Композитор явно чувствовал некую близость к Герману — этому авантюристу, который так сильно надеялся на помощь богатой и таинственной старухи, был поддержан ее колдовской силой и неожиданно обманут в своих надеждах. Это было так близко композитору, вероятно, потому, что именно в это время он пережил такое же разочарование в своих странных и немного мистических отношениях с фон Мекк. Нельзя отделаться от ощущения, что Пиковая дама, графиня, для него слилась с образом всегда далекой и утерянной навсегда старухи фон Мекк.
8. Шестая, «Патетическая»
В 90-е годы Чайковский, уже белый, как лунь в свои 50 с лишним лет, влюбился без памяти в своего племянника Владимира Давыдова, Боба, как звали его в семье, высокого статного курсанта училища правоведения. В своем завещании композитор передал Владимиру Львовичу Давыдову все авторские права на свои произведения.
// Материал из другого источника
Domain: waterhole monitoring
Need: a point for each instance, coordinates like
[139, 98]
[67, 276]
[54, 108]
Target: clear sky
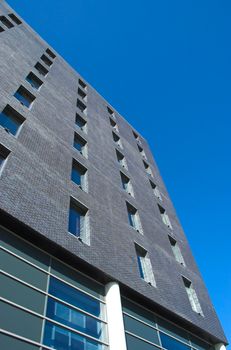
[165, 66]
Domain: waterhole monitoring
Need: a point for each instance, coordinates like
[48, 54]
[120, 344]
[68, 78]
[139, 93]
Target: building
[93, 256]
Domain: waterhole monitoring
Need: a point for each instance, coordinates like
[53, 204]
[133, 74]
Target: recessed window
[117, 140]
[136, 135]
[82, 94]
[81, 106]
[80, 144]
[133, 218]
[6, 22]
[155, 190]
[11, 120]
[82, 84]
[144, 265]
[4, 153]
[111, 112]
[114, 124]
[147, 168]
[165, 217]
[79, 175]
[41, 69]
[24, 96]
[141, 150]
[121, 159]
[34, 81]
[176, 251]
[79, 221]
[192, 296]
[126, 184]
[81, 123]
[50, 53]
[14, 18]
[46, 60]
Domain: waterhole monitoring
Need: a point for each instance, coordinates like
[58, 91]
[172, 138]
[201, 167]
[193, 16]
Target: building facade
[93, 256]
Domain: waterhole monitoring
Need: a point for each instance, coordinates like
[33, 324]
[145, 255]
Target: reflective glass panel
[140, 266]
[9, 122]
[74, 297]
[63, 339]
[76, 176]
[23, 99]
[74, 319]
[74, 221]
Уезжая в Америку, он писал оттуда Бобу:
«Больше всего я думал, конечно, о тебе, и так жаждал увидеть тебя, услышать твой голос, и это казалось мне таким невероятным счастьем, что, кажется, отдал бы десять лет жизни (а я жизнь, как тебе известно, очень ценю), чтобы хоть на секунду ты появился, Боб! Я обожаю тебя».
В 1893 году он должен был получить мантию и диплом почетного доктора музыки в Кембриджском университете. По дороге в Кембридж пишет опять же Бобу:
«Я пишу тебе с каким-то сладострастием. Мысль, что эта бумажка будет в твоих руках, дома, наполняет меня радостью и вызывает слезы… Несколько раз вчера во время дороги я решился бросить и удрать, но как-то стыдно вернуться ни с чем. Вчера мои мучения дошли до того, что пропал аппетит, а это у меня редкость».
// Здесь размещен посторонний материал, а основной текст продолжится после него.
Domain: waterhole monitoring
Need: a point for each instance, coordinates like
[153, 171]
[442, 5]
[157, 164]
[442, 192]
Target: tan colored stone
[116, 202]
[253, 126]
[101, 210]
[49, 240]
Боб милостиво принимал ухаживания дяди, однако в сексуальном плане был к нему вполне равнодушен, и Чайковский это знал. На деле Боб был все же гомосексуален или во всяком случае бисексуален. Это явствует из письма к нему, двадцатилетнему, влюбленной в него тетки Прасковьи, жены Анатолия Чайковского, не намного его старшей.
«… Раз я сидела среди общества, зашел разговор о тебе, я по обыкновению восторгалась тобой — на это мне отвечают, что ты таким только кажешься, а что многим ты омерзителен и что многие даже не захотят подать тебе руки… Я страшно была счастлива, когда заметила, что тебе нравлюсь; но когда в вагоне на мой вопрос, правда ли то, что про тебя говорят, ты ответил, что «может быть и то и другое» (т. е. и муж. и жен.)… и потом повторял несколько раз серьезно: «Я подлец» — еще большее сомнение насчет тебя запало во мне.